5 vragen aan… Rode Buurt Zaanstad

Hoe gaat het eigenlijk met de Erfgoed Deal-projecten die al langer lopen? Wat hebben ze al bereikt? Hoe gaat de samenwerking met de verschillende partners?  In deze serie interviews leggen we ze 5 korte vragen voor.

Hoe werk je als gemeente en corporatie samen om een monumentaal tuindorp te verduurzamen? Hoe neem je de bewoners daar in mee zodat je tot een gedragen ontwerp komt voor de huizen en de openbare ruimte? Op 21 november tijdens het webinar Erfgoedinclusieve energietransitie krijgt het project Rode Buurt Zaanstad het podium. We legden alvast 5 vragen voor aan Jouke van de Werf, visiespecialist erfgoed gemeente Zaanstad, die de cultuurhistorische onderbouwing schreef voor dit project.

1. Wie zijn allemaal betrokken bij het project?

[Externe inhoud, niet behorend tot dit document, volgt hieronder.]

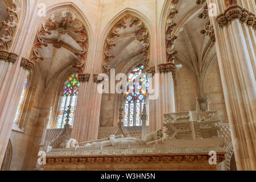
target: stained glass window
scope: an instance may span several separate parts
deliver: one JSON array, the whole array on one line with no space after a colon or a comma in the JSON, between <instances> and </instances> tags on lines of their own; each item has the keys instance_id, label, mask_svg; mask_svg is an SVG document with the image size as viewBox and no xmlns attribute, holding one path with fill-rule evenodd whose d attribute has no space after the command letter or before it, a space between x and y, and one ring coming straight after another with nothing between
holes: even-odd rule
<instances>
[{"instance_id":1,"label":"stained glass window","mask_svg":"<svg viewBox=\"0 0 256 182\"><path fill-rule=\"evenodd\" d=\"M17 111L16 111L15 117L14 118L14 122L16 123L18 122L18 119L19 118L19 114L20 113L20 107L21 105L22 104L23 100L24 100L24 96L25 95L26 90L27 88L27 81L25 82L25 84L23 86L23 89L22 90L22 95L20 97L20 98L19 101L19 104L18 105Z\"/></svg>"},{"instance_id":2,"label":"stained glass window","mask_svg":"<svg viewBox=\"0 0 256 182\"><path fill-rule=\"evenodd\" d=\"M148 86L147 74L144 66L134 68L129 74L127 82L127 93L124 101L123 125L141 126L141 113L146 102L146 94Z\"/></svg>"},{"instance_id":3,"label":"stained glass window","mask_svg":"<svg viewBox=\"0 0 256 182\"><path fill-rule=\"evenodd\" d=\"M67 121L70 125L73 126L79 85L77 74L72 74L66 80L60 104L57 128L63 128Z\"/></svg>"}]
</instances>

Van der Werf: “De Erfgoed Deal Rode Buurt is een samenwerking tussen woningcorporatie Parteon en de gemeente Zaanstad. Voor Parteon is Nico Broers de projectontwikkelaar. Hij is vanaf het begin bij de opzet van een project betrokken. Hij zorgt voor interne besluitvorming, contracten en is eindverantwoordelijk vanuit de opdrachtgever. De renovatie-aanpak en het ontwerp voor de nieuwe woningen is van Ron Baltussen, directeur/architect Hooyschuur Architecten. De architect is vanwege zijn grote deskundigheid op het gebied van renovatie ingehuurd door aannemer HSB Bouw. Vanuit de gemeente is Kitty Burer als procesmanager verantwoordelijk voor de contacten met de corporatie en legt de link met het bestuur.”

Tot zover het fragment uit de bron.